By Annie Moreno
Baltimore Watchdog Staff Writer
Councilman Ryan Dorsey, D-District 3, introduced a bill to the City Council this week that would repeal an ordinance that prohibits children from playing on city streets.
Dorsey said the city should stop criminalizing games like throwing tennis balls at the steps or basketballs in the streets. He said his focus is particularly in poor neighborhoods where residents do not have yards.
The bill was referred to the council’s Land Use and Transportation Committee for consideration. Copies are also being sent to the police, fire, health and transportation departments for feedback.
Councilman Zeke Cohen, D-District 1, who co-sponsored the bill, said he supports the proposal because the city should not criminalize childhood.

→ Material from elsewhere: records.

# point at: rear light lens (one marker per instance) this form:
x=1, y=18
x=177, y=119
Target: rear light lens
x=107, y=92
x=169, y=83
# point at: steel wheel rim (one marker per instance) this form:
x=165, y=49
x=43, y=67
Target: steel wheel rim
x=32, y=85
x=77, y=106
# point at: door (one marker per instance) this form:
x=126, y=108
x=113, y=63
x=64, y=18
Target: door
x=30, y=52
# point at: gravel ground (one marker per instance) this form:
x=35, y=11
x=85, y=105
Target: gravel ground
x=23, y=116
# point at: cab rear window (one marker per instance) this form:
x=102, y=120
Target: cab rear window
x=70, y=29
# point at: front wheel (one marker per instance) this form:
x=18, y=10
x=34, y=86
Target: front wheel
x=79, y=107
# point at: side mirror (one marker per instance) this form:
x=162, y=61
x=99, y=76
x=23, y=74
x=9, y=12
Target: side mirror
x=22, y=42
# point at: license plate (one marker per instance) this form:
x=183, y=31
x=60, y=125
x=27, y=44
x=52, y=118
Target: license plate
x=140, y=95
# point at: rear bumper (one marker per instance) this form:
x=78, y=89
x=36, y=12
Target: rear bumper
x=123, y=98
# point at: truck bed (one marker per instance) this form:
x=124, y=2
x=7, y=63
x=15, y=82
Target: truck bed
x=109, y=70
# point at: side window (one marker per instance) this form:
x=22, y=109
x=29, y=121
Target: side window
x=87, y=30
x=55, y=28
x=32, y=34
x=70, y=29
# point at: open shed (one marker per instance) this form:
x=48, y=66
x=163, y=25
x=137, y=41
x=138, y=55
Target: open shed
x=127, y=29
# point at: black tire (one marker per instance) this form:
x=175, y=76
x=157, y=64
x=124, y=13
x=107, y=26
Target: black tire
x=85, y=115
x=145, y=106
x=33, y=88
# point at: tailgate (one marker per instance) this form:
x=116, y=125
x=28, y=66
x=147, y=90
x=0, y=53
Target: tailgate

Cohen said in an interview after the meeting that children are criminalized for things that he himself used to do as a child, such as playing ball in the street with his friends.
“It is important, in a city that is really grappling with a legacy of institutionalized racism, that we be really clear … we as a city council will not get in the habit of criminalizing them,” Cohen said. “We will attempt to decriminalize playing ball in the street. We do not want our kids getting into mischief, selling drugs, or participating in negative activities. We have got to give them things to do, and not every kid has a rec center that they can go to. So, if they got to play ball in the street, then that is what they’ve got to do.”
In other matters, the founder of a nonprofit group that helps the homeless asked the council to help his organization provide showers for the estimated 4,000 homeless men and women in Baltimore.
Rich Akwo, the chief impact officer of Generosity Global, said the trucks that provide mobile showers would need to be hooked up to fire hydrants. He said the group would also need parking permits to provide the service to the homeless.
Akwo said communal shower spaces are limited and not many shelters have showers. The shower trucks would wash up to 120 people each day, he said.
He said the service would cost the group about $4,500 a month to provide showers five to seven days a week.
“Our goal is to have the city give us some kind of concession—accommodation—to basically make it more affordable,” Akwo said.